A l’attention des 99% d’impardonnables ignorants qui n’ont jamais entendu parler de ce noble personnage, précisons qu’il s’agit de l’homme le plus important de l’Union européenne, puisqu’il préside le Conseil européen formé des vingt-huit chefs d’Etat et de gouvernement. Il vient d’ailleurs d’être reconduit à ce poste le 9 mars par ces derniers. Il avait été le Premier ministre polonais de 2007 à 2014.

Il fut donc l’un des très nombreux orateurs qui s’exprimèrent à Rome à l’occasion du soixantième anniversaire du Traité du même nom. C’était le 25 mars, lors d’une célébration mémorable qui cloua littéralement les 500 millions de citoyens européens passionnés devant leurs téléviseurs, tant personne n’imaginait manquer cet événement historique. Il fut celui qui a brandi les signatures des vingt-sept chefs d’Etat et de gouvernement qui entendent bien poursuivre la merveilleuse aventure au moins « jusqu’à son centenaire », selon la promesse de son compère de la Commission européenne, Jean-Claude Juncker.

M. Tusk, donc, prononça une brève allocution, où il s’efforça de prendre de la hauteur par rapport aux crises et bisbilles internes qui font le quotidien bruxellois.
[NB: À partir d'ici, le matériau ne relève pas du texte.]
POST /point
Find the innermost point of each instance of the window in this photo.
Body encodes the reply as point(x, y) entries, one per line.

Il y rappela que sa propre naissance coïncida avec celle de la Communauté européenne (malgré ces soixante ans de part et d’autre, aucun ne se résigne à la retraite), censée – selon l’historiographie très officielle – avoir permis « la paix sur le continent ». Et le Polonais de rappeler que sa ville natale, Gdansk, avait été « détruite par Hitler et Staline».

Renvoyées dos à dos

Manière de renvoyer – implicitement mais clairement – l’Allemagne nazie et l’URSS dos à dos. Dans le parterre des dirigeants européens, nul n’a moufté. Et on peut prendre le pari qu’au sein de l’aréopage qui l’entourait durant les festivités – le président français, la chancelière allemande, le président du Conseil italien, celui de la Commission européenne et la vaste escouade des puissants qui tentaient de festoyer dans le centre de la ville éternelle – nul n’a songé à lui rappeler un détail de l’Histoire. A savoir qu’il y eut, lors de la seconde guerre mondiale un agresseur (la guerre commença officiellement par l’invasion de la Pologne par la Wehrmacht le 1er septembre 1939) et, le 22 juin 1941, un agressé.

Que ce dernier, en l’occurrence l’Union soviétique, a payé un tribut sans précédent historique – plus de vingt-cinq millions de morts – à cette tragédie, soit plus que tous les autres pays réunis. Et, surtout, que c’est grâce au sacrifice inouï mais aussi à l’effort militaire sans commune mesure avec tous les autres Alliés que le sort de la guerre fut scellé par l’écrasement du nazisme. Sans les batailles de Koursk et de Stalingrad, sans les 34 millions de Soviétiques mobilisés et les 360 divisions de l’Armée rouge qui combattirent la Wehrmacht (à comparer au 90 divisions américaines au plus fort de leur engagement), M. Tusk n’aurait sans doute pas chanté en 2017 les louanges de l’Europe. Quoique.